I really like the original four guys one just because it was what got me in, but the “Jump In The Fire” guy from the Hollywood, FL, gig [November 2022’s Celebration of the Lives of Jonny & Marsha Zazula – ED], when I saw that one onstage, that kind of just blew my mind because it was so… I mean it’s basically their character that I just redrew a little bit and put my tweak on, but seeing him that big at that show was epic for me.

THE IMPORTANCE OF DOGS & STEVE

When me and Wendy moved up to the mountains, we got this dog, Shay. She was a shepherd-husky mix, a little fur ball covered in fleas, and that dog just destroyed us. Your heart just melted. Her little eyelashes flickered up at us, and we were done. She had puppies, so we kept two of those, and they were three maniacs. Our friends called them the Bumpus Hounds (from A Christmas Story) because they were just maniacs. People would come over, and they’d just barrel through the door, these 60-70-pound dogs. Maniacs! But they all passed away within a year and a half; it was kind of sudden, and it broke us completely. So we bought a panel truck and just… I couldn’t stand being in the house, so we drove cross-country.

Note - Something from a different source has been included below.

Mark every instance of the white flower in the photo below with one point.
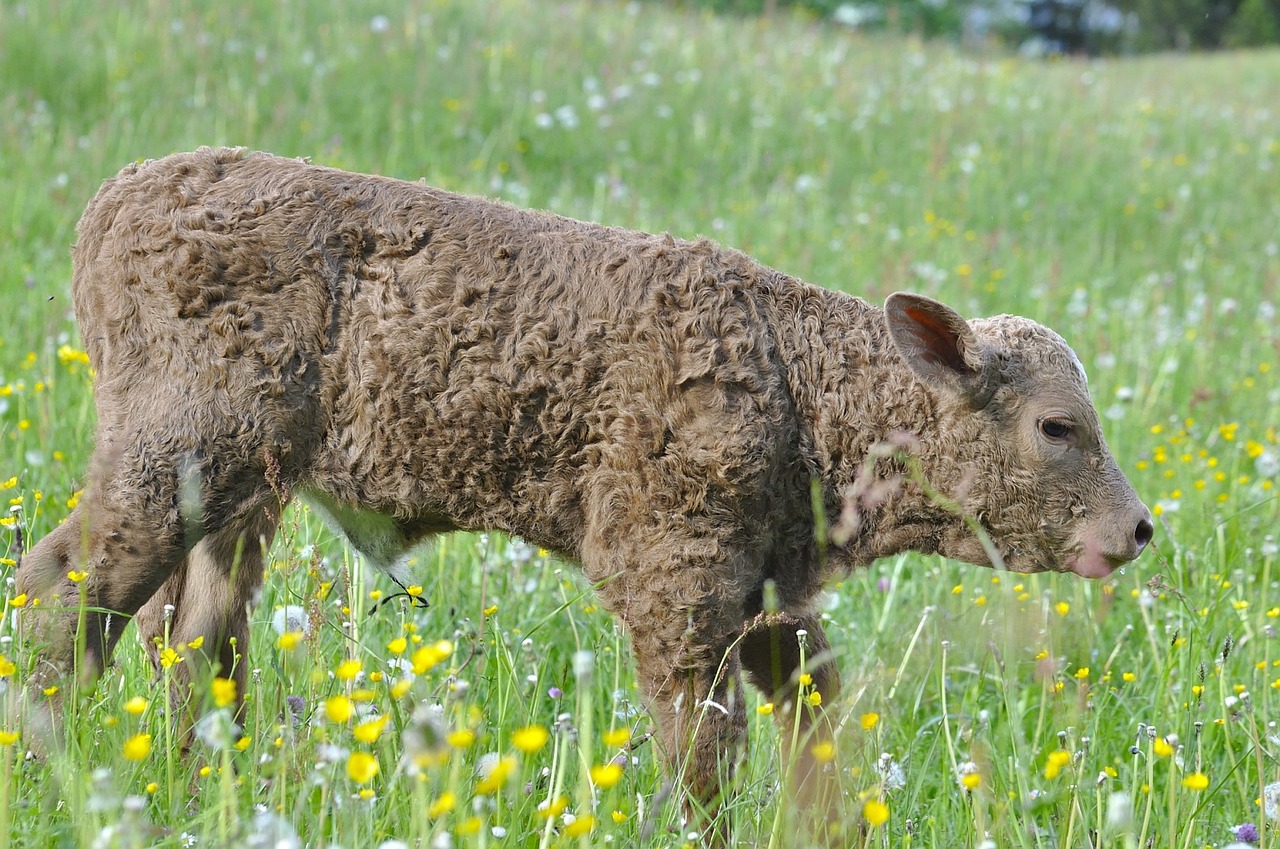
(1271, 800)
(291, 617)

We made a couple of trips to Texas in the truck, just not to be home. Later, at that same house, I befriended a chipmunk! I would go out every day with peanuts in my hand, and this chipmunk would just keep coming up. I’d put my hand on my chest; he would sit on my hand, look out at the world, and eat peanuts. That was Steve the Chipmunk, and even though we moved to Florida and I couldn’t bring him, he is still well looked after by our old neighbors. And we did end up getting another dog last year, a German shepherd maniac called Bunny, who is 65 pounds now and spoiled like you wouldn’t believe… but we wouldn’t have it any other way!